El contenido de los libros publicados es sumamente variado y aseguraron los entrevistados que en el proceso de edición han procurado depurar el texto, la narrativa, de modo tal que puedan ser disfrutados por el público general. Hay obras que exploran temas como el teatro popular puertorriqueño, historia política y social de países iberoamericanos, arquitectura, urbanismo, literatura, geografía, las latinas literatas en la diáspora, filosofía, política y negritud, entre otros. Los autores son egresados de universidades y programas diversos, y fijaron su mirada en países como México, Trinidad y Tobago, Argentina, Estados Unidos, Haití, República Dominicana e, inevitablemente, Puerto Rico.

“Van a descubrir ciertas manchas que no salen, ciertos asuntos (inexplorados)”, anticipó Altagracia Espada, cuyas investigaciones escudriñaron el debate intelectual y político en República Dominicana en el contexto del Trujillato (las tres décadas de gobierno de Rafael Trujillo), sin dejar de mirar la relación con Haití. A su trabajo le siguió el de Seda Prado, enfocado en los intelectuales y el discurso político-cultural en la República Dominicana en la época postrujillista.
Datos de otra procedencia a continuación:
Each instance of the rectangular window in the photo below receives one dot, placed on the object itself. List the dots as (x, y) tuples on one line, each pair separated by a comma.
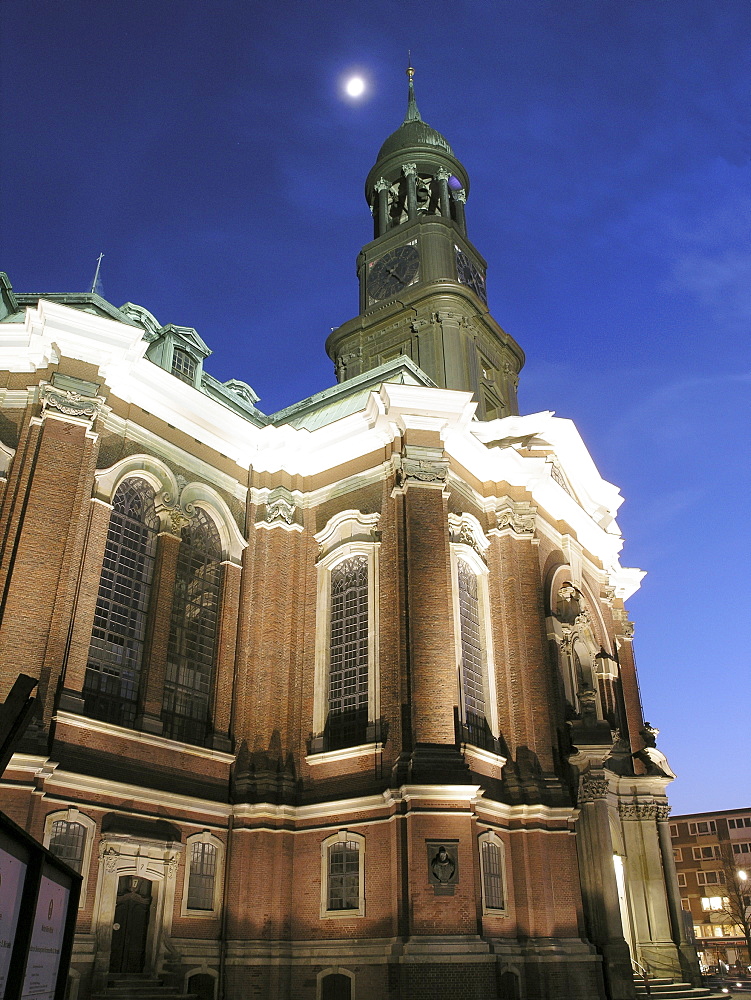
[(711, 903), (202, 876), (491, 859), (702, 828), (706, 853), (183, 366), (710, 878), (344, 876)]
Más adelante se publicó “¿Es posible lo africano?”, de José Alberto Cabán Torres y Luis Alberto Lugo Amador, una colección de ensayos de puertorriqueños “reflexionando sobre el continente africano, las áfricas imaginarias, utópicas, vinculadas a la esclavitud”, y “El Teatro como Bandera”, de Pérez, que según describieron los profesores muestra “lo subalterno desde el teatro popular en Puerto Rico”.

En cuanto a temas de Puerto Rico, Rodríguez Vázquez llamó la atención sobre el libro de Elidio La Torre Lagares “Textoci(u)dad: la erosión de la modernidad en En Babia, de José I. de Diego Padró”. “Es un trabajo sobre la novela de uno de los autores más importantes que tuvo Puerto Rico entre los 20 y los 70, uno de los grandes vanguardistas de la literaturapuertorriqueña, que junto a otros como Palés Matos provocan un movimiento literario. Es un trabajo que merece ser leído porque le da vida, lleva la mirada de uno a una novela extensa, voluminosa, que merecería ser leída para uno decir ‘este hombre en los 40 estaba en las vanguardias literarias del mundo’ ”, apuntó.